On June 2, 2025, the Ministry of Heavy Industries (MHI) issued detailed guidelines for the Scheme to Promote Manufacturing of Electric Passenger Cars in India (SPMEPCI). Aligned with India’s target of reaching net-zero emissions by 2070, the scheme aims to catalyze fresh investments—particularly from global Original Equipment Manufacturers (OEMs)—in the domestic electric vehicle (EV) passenger-car segment. As an investor, understanding this policy framework is crucial, since it reshapes the competitive landscape, strengthens India’s position as a manufacturing hub, and offers opportunities for long-term value creation.
Objectives
Encourage major global EV OEMs to establish manufacturing facilities in India.

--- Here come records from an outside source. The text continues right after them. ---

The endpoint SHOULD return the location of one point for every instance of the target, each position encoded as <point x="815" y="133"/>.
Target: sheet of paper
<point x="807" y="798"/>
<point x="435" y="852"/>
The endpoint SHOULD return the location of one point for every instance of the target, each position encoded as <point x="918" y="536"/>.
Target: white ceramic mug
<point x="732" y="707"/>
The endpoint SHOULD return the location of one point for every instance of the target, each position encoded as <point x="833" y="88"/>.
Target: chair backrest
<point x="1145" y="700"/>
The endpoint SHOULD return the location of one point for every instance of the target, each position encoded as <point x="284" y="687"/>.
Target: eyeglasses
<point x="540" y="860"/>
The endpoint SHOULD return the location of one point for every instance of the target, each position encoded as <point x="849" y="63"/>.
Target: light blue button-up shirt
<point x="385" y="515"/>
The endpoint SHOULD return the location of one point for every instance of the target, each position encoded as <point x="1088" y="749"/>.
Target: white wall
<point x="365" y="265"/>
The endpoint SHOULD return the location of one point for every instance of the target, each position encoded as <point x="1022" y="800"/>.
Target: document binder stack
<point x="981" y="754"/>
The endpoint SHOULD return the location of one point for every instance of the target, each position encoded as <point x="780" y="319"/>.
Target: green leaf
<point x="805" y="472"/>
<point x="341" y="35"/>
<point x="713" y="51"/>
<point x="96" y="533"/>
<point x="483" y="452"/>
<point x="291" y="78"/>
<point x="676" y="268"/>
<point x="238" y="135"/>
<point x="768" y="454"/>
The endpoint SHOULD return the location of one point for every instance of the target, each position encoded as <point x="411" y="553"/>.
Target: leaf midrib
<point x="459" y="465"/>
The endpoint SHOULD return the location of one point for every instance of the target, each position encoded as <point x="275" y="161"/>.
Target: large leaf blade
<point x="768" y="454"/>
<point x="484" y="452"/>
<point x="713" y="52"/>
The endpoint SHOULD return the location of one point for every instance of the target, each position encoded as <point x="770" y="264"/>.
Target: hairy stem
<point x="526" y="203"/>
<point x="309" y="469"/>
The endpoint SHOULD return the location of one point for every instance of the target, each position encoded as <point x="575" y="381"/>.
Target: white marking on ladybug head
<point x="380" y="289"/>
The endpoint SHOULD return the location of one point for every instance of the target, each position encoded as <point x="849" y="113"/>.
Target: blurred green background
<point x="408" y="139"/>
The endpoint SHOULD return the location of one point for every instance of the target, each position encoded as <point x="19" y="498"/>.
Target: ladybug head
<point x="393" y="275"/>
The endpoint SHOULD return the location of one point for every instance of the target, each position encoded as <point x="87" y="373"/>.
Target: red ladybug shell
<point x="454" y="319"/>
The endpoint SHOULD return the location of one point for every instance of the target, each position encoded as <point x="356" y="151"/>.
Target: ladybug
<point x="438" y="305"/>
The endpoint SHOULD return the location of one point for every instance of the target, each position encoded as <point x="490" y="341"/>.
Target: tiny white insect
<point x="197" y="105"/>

Support “Make in India” and “Aatmanirbhar Bharat” by mandating Domestic Value Addition (DVA).
Drive employment generation and foster sustainable mobility.
Position India as a premium destination for automotive manufacturing and innovation.
Key Incentives
Reduced Import Duty: Approved applicants can import Completely Built-up Units (CBUs) of electric 4-wheelers (e-4W) with a Minimum CIF value of USD 35,000 at a reduced customs duty of 15% (versus the standard 60%+), valid for up to 5 years from approval.
Import Cap: Up to 8,000 CBUs per year, with carryover of unused quotas permitted.
Duty Foregone Limit: Cumulative reduced duty benefits capped at the lower of Rs. 6,484 crore or the applicant’s committed investment (minimum Rs. 4,150 crore).
Investment & DVA Requirements
Minimum Investment Commitment:
₹4,150 crore (~USD 500 million) within a 3-year window from approval.
No upper limit on total investment.
Domestic Value Addition (DVA) Milestones:
25% DVA within 3 years of approval.
50% DVA within 5 years of approval.
Eligible Expenditure:
New plant & machinery (excluding land).
Buildings (up to 10% of committed investment).
Charging infrastructure (up to 5% of committed investment).
Engineering research & development (ER&D).
Bank Guarantee:
Equivalent to either total duty foregone or ₹4,150 crore (whichever is higher), valid throughout the scheme period.
Eligibility Criteria (Table I)
Parameter | Threshold |
---|---|
Global Group Revenue (latest audited year) | ≥ ₹10,000 crore |
Global Group Fixed Assets (latest audited year) | ≥ ₹3,000 crore |
Note: “Group Company” implies ≥ 26% voting‐right control between entities.
Application Timeline
Application Window: 120 days (or more) from notification, with MHI reserving the right to reopen until March 15, 2026.
Application Fee: Non-refundable ₹5 lakhs.
Formal online application link to be published shortly on MHI’s website.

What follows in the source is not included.